We are of the opinion that the facts found by the court do not warrant the judgment. The question involved in this controversy is not, whether the land in part sought to be divided is the separate property of the wife, or whether the *49money witb which it was purchased was given for her separate use as against purchasers and creditors according to the general principles of law regulating the marital rights of husband and wife; but the case involves the construction of the third section of the act concerning dower of the code of 1845. If a father give his daughter money, though not to her separate use, with which property is purchased by her husband, from the spirit of the section under consideration a use results to the surviving wife, although, as against purchasers and creditors, that property would not be regarded as belonging to her. We regard the section under consideration as intending to give the wife the property which came to the husband by means or in virtue of the marriage. The father never would have given the money but for the marriage. The wife was the meritorious cause of the acquisition of the property. In this sense it may be said that the property came to the husband, in right of the marriage. The object of the statute was to restore to the widow the property undisposed of, which came from her side or family, as there was no issue of the marriage. The plaintiffs here are collateral relations of the husband and have no claim founded in reason or in nature to property acquired by means of his wife, who is a stranger to them. The act of 1849 concerning married women exempted from the payment of the husband’s debts property acquired by the wife during the marriage, and which, according to general principles, belonged to the husband. So in the construction of the fourth section of the dower act, it has been twice held by this court that where a female slave is given to the wife, thereby by operation of law becoming the property of the husband, and issue is born of that slave during the marriage, such issue is property coming to the husband in right of his wife by means of the marriage, and the wife will be entitled to the same as dower under that section.

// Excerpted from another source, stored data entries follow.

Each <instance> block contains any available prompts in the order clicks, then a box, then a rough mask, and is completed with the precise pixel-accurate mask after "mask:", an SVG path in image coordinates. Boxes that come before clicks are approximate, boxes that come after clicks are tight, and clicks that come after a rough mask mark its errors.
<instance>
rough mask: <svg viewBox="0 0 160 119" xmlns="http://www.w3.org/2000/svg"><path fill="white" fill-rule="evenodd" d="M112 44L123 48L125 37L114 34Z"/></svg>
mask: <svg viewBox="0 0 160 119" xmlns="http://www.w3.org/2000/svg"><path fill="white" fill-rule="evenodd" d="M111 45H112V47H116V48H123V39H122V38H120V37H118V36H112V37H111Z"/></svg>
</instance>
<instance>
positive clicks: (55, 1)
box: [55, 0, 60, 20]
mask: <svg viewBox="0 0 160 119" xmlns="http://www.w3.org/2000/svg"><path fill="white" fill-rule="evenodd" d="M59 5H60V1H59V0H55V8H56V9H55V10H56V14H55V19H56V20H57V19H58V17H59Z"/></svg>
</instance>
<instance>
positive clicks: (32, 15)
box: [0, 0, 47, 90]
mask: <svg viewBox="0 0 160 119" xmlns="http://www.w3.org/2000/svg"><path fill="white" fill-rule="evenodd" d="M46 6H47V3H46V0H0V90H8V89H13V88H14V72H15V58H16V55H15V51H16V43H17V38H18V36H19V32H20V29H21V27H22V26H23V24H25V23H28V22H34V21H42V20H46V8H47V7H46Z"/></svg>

There is no principle on which the argument can be supported that the trust resulted to the father of the defendant as he advanced the money. So soon as the money was receiv*50ed it was clothed with a trust for the benefit of the wife. As the husband received the money as a gift to his wife, it became hers under the equity of the dower law ; and if he invested it in other property, a trust would result to her. Nothing is better settled than that resulting trusts are not within the statute of frauds or perjuries.

Reversed and remanded;

Judge Richardson concurs. Judge Napton absent.